Ducks, Newburyport is full of clutter. There are some long lists that feel like they’ve been transposed from Ellmann’s earlier novels (brand names, cleaning products, types of pie, the contents of a fridge, various ways of cooking shrimp), synopses of films (often musicals) and actors’ careers, descriptions of internet fads, details of how many chickens are killed in America each year, an account of the objects used in a memory game. Halfway through the book the narrator thinks about Marie Kondo, the decluttering guru, who advises her followers to ‘hold every possession in your hands and decide if it gives you joy … if it does, you get to keep it, and if it doesn’t, you dump it.’ This strikes her as a fairly silly way of assessing what’s necessary in a home – ‘Scotch tape doesn’t give me any joy, I don’t think, but sometimes you need some’ – and it’s an equally useless way of deciding what’s important in fiction.
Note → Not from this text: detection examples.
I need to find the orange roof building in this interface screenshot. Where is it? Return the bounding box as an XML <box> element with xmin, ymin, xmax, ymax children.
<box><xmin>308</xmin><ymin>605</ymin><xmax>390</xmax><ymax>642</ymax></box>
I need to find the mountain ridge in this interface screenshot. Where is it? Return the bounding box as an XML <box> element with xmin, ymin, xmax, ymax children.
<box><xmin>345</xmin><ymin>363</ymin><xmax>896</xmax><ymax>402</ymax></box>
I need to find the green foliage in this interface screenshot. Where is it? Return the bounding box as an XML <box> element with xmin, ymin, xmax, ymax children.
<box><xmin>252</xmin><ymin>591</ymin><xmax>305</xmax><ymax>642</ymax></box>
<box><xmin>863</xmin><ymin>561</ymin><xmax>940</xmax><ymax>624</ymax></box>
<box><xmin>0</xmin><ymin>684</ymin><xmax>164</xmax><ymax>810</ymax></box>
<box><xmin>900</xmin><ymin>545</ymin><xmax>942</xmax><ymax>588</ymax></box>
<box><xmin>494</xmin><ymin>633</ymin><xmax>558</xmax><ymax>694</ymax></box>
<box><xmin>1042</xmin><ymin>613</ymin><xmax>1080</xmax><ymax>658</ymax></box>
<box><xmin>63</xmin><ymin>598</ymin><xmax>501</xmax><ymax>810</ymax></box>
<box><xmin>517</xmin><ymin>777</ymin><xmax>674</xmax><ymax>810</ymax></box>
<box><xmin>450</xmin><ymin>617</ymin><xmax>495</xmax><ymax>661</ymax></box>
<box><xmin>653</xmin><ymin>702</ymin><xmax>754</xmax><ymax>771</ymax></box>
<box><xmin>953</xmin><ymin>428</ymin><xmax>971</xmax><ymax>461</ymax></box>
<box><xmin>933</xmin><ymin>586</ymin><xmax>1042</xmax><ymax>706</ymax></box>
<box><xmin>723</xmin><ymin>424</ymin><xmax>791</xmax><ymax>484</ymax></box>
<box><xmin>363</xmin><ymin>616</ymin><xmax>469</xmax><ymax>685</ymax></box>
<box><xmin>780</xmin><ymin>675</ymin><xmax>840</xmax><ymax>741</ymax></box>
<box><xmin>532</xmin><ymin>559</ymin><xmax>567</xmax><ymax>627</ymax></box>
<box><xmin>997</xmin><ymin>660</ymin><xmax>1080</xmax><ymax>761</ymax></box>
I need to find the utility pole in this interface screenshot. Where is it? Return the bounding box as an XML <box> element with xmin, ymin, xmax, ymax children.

Roland Barthes said that descriptions that seem to ‘have no function’ in terms of plot or character development can nonetheless contribute to the ‘reality effect’ of a novel, and unnecessary detail is vital to Ellmann’s method. What’s most unusual about Ducks, Newburyport isn’t its length but the sustained attention it pays to the details of domestic life that usually go unwritten. That its maximalism feels like a provocation is partly because no one has paid this much attention to this kind of mind before. The intimacy it produces depends on recognition – you might well have the same flotsam and jetsam bumbling around your own mind – but the novel’s uncanniness is produced by repetition. As the pages turn and the layers build up, ideas, images, memories seep out, so that when they’re revisited hundreds of pages later you can’t quite recall if you’ve had the same thought before, or if Ellmann supplied it.